At the launch of the Motilal Oswal Wealth Creation Study (MOSL), some of India’s most respected market veterans—Ramesh Damani, Sunil Mahatani, and Raamdeo Agrawal—reflected on the investments they missed or exited too early, and the powerful lessons those experiences taught them about conviction, patience, and the power of compounding.
Ramesh Damani on Missing Bajaj Finance
Veteran investor Ramesh Damani candidly admitted that one of his biggest regrets was missing out on Bajaj Finance, despite closely following the company and admiring its leadership.
“My circle of confidence was in my backyard, and yet for some reason, I missed out when Bajaj Finance got listed,” Damani said, calling the miss “extraordinarily stupid.” He added that missing such high-quality businesses leaves a lasting impact on long-term wealth creation.
Selling Apollo Hospitals Too Early
Damani also spoke about Apollo Hospitals, which he had purchased at ₹20 in 1993. Over the next 25 years, the stock became a 100-bagger, but he sold it during the COVID-led market crash at around ₹2,000.
“I sold because I had made too much money, not because the fundamentals had changed,” he said. Reflecting on the decision, Damani remarked that investors aspiring to follow a Warren Buffett-style approach cannot afford such errors. “Those are unacceptable mistakes,” he added.

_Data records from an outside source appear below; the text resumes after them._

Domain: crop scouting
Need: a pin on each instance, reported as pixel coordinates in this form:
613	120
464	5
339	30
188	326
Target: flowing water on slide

Sunil Mahatani’s Apple Miss
Sunil Mahatani, Owner and CIO of Kingfisher Investors, shared a similar experience from the US markets involving Apple Inc. After Steve Jobs returned in 2001 and launched the iPod, Mahatani recognised that Apple was transitioning from a niche technology company to a consumer-focused global brand.
However, he exited the stock after it doubled, missing out on a historic wealth creation journey that eventually saw Apple’s market capitalisation surge from about $4 billion to over $4 trillion.
“The opportunity got away simply because I thought there were cheaper opportunities elsewhere,” Mahatani said, underscoring how early exits can be as costly as missing investments altogether.
Key Takeaway for Investors
The candid reflections from seasoned investors highlight a recurring theme in long-term investing—holding high-quality businesses through cycles often matters more than perfect timing. Conviction, patience, and allowing compounding to work over decades remain central to sustainable wealth creation in equity markets.